Apparently, they think they can get the cost per test down to $5 in quantity, and it reads out in 15 minutes with no special equipment - it’s basically the same platform that home pregnancy tests use. They claim a sensitivity of 97.1% (positive results detected when there should have been a positive) and a specificity of 98.5% (negative results when there should indeed have been a negative).

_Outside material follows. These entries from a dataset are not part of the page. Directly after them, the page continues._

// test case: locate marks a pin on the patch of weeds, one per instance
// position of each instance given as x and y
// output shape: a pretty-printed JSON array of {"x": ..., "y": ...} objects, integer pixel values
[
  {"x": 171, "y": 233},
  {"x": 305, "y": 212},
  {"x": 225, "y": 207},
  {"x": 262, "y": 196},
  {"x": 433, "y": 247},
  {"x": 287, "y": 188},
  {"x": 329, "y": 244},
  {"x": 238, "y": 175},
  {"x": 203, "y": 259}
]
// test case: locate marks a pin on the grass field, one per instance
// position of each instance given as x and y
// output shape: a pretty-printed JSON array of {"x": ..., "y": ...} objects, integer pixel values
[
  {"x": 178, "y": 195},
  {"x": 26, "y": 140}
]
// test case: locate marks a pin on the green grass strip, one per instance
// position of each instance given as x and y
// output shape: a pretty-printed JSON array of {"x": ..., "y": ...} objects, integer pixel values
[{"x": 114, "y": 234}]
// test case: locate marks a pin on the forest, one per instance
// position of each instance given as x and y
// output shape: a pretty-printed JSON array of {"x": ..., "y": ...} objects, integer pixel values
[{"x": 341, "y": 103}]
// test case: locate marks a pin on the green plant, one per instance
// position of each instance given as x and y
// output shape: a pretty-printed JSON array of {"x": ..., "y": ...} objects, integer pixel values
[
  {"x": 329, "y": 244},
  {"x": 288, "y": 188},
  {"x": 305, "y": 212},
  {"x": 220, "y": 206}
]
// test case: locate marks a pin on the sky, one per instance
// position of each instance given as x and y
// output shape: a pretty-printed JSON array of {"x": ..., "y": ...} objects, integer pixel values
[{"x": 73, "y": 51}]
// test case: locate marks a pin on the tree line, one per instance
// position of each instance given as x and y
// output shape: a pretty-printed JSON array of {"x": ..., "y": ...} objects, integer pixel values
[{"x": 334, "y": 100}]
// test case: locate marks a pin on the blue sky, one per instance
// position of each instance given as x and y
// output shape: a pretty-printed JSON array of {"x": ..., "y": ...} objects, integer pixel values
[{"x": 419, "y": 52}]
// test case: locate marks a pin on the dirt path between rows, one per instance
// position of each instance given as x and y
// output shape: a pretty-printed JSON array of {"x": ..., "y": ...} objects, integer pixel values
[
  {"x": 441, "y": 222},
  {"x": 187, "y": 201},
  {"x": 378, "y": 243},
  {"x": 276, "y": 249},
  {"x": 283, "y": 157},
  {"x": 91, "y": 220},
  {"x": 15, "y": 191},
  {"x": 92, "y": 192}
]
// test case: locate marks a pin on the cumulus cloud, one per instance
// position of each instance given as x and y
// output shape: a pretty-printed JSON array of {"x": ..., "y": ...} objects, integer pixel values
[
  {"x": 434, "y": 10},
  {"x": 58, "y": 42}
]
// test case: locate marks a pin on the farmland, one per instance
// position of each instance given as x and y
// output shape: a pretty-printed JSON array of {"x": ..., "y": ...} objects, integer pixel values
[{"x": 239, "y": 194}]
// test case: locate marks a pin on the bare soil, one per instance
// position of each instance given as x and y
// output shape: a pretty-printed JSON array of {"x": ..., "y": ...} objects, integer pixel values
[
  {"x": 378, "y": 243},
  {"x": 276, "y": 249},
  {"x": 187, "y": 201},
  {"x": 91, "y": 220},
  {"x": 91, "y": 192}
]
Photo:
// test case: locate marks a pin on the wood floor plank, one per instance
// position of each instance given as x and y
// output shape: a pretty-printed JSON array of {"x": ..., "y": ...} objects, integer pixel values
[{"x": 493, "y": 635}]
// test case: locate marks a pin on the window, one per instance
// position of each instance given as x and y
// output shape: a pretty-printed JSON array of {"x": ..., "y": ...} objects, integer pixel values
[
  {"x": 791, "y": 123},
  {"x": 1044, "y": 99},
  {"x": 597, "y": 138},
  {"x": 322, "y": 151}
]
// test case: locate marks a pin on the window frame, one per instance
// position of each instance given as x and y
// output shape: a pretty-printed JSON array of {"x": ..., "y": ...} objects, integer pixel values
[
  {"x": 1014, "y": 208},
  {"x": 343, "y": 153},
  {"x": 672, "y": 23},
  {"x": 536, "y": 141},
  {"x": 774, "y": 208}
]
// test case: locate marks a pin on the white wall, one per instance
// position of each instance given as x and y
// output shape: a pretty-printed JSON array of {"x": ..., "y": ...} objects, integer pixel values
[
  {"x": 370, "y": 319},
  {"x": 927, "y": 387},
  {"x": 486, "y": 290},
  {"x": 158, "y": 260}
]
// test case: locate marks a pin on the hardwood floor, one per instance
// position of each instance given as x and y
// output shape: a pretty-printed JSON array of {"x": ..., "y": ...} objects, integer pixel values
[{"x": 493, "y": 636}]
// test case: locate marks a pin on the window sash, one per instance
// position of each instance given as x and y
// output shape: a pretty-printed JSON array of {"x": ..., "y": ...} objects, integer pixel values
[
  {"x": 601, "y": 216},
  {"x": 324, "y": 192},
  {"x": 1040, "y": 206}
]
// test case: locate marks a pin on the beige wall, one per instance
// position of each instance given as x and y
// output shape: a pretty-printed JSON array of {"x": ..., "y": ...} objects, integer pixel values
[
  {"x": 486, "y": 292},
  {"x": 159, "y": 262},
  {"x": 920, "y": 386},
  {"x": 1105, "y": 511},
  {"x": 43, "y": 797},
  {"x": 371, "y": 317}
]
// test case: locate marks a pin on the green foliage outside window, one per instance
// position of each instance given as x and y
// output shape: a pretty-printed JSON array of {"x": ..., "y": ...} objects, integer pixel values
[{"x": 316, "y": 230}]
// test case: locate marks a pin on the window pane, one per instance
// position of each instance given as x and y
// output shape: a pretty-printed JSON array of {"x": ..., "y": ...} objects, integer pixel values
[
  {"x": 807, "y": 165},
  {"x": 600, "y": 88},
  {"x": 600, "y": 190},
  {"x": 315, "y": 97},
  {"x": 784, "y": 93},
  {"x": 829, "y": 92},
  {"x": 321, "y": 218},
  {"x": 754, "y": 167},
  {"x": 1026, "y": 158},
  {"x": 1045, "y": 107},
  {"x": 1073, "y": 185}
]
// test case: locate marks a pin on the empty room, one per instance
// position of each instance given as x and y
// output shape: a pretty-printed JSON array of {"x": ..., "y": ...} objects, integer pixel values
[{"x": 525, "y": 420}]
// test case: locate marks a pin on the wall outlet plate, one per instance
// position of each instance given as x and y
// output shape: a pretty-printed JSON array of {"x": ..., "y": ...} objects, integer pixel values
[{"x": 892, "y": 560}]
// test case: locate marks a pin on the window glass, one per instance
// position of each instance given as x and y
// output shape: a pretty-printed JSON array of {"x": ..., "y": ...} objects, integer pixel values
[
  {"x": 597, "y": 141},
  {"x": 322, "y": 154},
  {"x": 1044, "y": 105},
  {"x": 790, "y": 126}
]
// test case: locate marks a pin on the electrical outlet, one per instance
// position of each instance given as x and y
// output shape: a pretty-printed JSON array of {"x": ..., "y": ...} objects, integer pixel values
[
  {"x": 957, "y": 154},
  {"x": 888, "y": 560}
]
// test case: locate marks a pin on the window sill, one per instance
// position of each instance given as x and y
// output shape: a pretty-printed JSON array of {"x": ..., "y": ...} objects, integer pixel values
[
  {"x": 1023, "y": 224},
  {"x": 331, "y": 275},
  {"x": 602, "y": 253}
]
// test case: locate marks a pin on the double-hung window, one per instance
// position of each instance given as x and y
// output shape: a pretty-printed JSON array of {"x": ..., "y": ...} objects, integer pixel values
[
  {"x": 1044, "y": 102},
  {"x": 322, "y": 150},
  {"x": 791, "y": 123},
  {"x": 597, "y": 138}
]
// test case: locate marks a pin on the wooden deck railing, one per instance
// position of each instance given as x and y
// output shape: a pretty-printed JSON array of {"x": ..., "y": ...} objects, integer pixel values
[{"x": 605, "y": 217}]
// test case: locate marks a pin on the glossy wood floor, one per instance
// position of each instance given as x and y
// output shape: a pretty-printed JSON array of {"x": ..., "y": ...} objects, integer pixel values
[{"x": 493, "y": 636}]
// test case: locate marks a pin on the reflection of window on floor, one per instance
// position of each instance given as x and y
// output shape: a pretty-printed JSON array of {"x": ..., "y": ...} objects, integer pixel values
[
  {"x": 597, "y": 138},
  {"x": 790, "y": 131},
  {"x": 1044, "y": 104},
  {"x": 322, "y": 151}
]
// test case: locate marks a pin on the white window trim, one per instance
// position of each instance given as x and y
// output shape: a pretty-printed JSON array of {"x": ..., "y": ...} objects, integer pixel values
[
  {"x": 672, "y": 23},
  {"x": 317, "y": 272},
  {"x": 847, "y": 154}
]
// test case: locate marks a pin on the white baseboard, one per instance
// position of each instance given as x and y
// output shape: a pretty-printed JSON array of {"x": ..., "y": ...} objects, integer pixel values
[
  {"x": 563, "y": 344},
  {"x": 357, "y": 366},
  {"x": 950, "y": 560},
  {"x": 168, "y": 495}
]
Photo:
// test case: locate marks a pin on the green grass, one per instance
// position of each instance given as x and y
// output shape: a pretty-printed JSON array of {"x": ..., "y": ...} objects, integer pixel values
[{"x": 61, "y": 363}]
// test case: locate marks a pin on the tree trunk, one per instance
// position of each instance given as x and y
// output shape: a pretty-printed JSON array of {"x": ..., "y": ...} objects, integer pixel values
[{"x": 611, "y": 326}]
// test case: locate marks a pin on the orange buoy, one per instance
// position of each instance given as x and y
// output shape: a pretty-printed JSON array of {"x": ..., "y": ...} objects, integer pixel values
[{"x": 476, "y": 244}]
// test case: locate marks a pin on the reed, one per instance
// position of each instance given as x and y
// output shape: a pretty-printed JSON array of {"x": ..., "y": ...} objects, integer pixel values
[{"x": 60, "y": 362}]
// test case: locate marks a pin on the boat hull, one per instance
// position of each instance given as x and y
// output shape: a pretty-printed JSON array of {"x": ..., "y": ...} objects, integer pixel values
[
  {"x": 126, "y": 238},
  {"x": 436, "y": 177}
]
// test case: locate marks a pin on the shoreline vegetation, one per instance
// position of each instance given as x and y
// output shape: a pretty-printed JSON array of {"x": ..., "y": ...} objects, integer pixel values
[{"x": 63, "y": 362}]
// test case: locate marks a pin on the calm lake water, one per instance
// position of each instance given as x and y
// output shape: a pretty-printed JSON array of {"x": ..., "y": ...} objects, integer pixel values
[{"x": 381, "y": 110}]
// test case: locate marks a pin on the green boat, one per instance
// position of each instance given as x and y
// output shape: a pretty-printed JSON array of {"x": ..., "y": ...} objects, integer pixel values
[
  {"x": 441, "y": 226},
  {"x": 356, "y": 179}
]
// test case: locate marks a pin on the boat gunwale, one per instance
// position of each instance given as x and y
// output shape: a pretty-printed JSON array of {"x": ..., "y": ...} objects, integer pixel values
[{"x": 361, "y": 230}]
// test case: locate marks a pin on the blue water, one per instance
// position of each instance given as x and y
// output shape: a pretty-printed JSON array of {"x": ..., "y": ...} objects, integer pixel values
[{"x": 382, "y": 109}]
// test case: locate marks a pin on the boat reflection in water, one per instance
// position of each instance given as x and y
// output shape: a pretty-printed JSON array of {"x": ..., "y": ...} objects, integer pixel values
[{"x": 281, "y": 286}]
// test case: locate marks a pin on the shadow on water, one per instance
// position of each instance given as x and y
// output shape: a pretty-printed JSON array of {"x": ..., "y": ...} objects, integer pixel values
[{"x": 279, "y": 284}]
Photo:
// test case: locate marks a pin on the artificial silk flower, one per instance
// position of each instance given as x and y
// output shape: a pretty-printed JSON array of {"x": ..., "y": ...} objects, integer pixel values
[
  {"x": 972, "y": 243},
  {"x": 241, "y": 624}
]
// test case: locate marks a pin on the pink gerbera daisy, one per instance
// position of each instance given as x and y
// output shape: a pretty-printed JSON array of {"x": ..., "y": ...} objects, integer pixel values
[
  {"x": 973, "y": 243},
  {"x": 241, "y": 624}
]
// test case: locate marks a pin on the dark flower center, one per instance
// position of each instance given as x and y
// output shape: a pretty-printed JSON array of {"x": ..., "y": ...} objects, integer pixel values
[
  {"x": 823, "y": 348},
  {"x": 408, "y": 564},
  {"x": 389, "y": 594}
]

Derek correctly points out the dangers of the base rate fallacy:

If you tried to deploy this test across a large asymptomatic population with a very low true infection rate – everybody in New Zealand, for example – you would create turmoil. New Zealand’s real infection rate is vanishingly small, but Abbott’s quick $5 test would read out a false positive You Are Coronavirused for 1.5% of the whole country, never lower, which would be a completely misleading picture that would cause all sorts of needless trouble.

But he points out that for testing under conditions with a high index of suspicion, a quick test is likely to be a big win.

The delays in the RT-PCR testing have been killing its usefulness in too many cases – what good is knowing that you tested negative sometime last week, really? Far worse, what good is knowing that you tested positive last week if you didn’t isolate yourself because you weren’t sure if it was the coronavirus or not? But an answer in fifteen minutes, that’s actionable. As long as this test is deployed correctly, it can be very useful.

Read the whole thing.

14 Likes

Note, not Ratel’s words, from a linked article

I’ve found that people who wear these - and I’ve seen/met quite a few - genuinely don’t know the problem with them and may have had them in the toolbox or painting kit, or whatever. They do LOOK more serious than the disposable blue ones. My elderly father wore one for a while, months ago now, with only the best intentions.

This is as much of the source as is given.